Basically, the output log is delayed when Falco runs in a container in a non-interactive mode (ie. no TTY) and the activity is low (very few events per second). As soon as other events arrive, previous events appear immediately (so you won't notice this problem in a system that generates many events per second).
I encountered the same problem many times, but AFAIK we don't have a fix yet.
I'm still investigating.
@danpopSD Investigated this with @leodido
This happens because GKE distinguishes between a TTY and plain stdout while flushing logs.
I achieved real time logs by doing this:
helm install falco falcosecurity/falco --set ebpf.enabled=true
wait for falco to be installed..
Add the tty: true to Falco pods containers (you can quickly apply the patch below)
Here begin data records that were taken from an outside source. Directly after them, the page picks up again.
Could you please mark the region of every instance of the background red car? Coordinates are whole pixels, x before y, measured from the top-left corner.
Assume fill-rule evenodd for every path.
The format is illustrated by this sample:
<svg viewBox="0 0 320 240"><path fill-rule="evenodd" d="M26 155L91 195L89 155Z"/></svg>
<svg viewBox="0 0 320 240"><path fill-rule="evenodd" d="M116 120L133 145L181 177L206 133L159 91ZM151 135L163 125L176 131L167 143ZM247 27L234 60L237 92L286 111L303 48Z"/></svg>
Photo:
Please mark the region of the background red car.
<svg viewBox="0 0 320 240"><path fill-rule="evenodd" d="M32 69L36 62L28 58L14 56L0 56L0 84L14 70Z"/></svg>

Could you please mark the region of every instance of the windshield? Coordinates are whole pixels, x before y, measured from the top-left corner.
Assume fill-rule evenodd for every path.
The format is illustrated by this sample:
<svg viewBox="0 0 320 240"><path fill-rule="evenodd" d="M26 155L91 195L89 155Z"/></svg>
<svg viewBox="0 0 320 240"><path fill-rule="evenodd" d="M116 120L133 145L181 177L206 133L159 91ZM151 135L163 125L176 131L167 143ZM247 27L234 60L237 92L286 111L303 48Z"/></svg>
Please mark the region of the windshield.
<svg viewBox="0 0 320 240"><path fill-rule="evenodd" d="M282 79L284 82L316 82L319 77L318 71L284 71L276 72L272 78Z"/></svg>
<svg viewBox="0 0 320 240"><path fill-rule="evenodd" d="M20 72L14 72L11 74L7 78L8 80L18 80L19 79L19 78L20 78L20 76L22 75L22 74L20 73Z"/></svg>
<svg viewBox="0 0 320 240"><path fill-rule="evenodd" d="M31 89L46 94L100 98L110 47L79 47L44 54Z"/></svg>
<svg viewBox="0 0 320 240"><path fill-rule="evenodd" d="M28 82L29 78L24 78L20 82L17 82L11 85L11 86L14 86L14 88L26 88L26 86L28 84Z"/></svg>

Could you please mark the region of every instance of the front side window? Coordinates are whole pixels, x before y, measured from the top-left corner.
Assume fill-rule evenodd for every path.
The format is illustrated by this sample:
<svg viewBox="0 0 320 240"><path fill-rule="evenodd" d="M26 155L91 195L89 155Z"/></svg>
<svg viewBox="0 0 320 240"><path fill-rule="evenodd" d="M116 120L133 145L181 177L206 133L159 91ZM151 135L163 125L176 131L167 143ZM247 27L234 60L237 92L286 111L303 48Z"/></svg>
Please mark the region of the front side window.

kubectl patch daemonset falco --patch '{"spec":{"template":{"spec":{"$setElementOrder/containers":[{"name":"falco"}],"containers":[{"name":"falco","tty":true}]}}}}'
Related issues on kubernetes: https://github.com/kubernetes/kubernetes/issues/57414
So at this point we need to make a decision here, we might want to enable tty in our manifests and helm chart. However, before doing that we need to investigate what are the boundaries and side effects of doing this.
We need to answer some questions like:
This happens because GKE distinguishes between a TTY and plain stdout while flushing logs.
Note that this issue is not GKE specific. I was able to reproduce it with docker (as explained in this comment) and others k8s installations as well.
If we decided to enable TTY by default, we will need to update the docs regarding the docker usage too.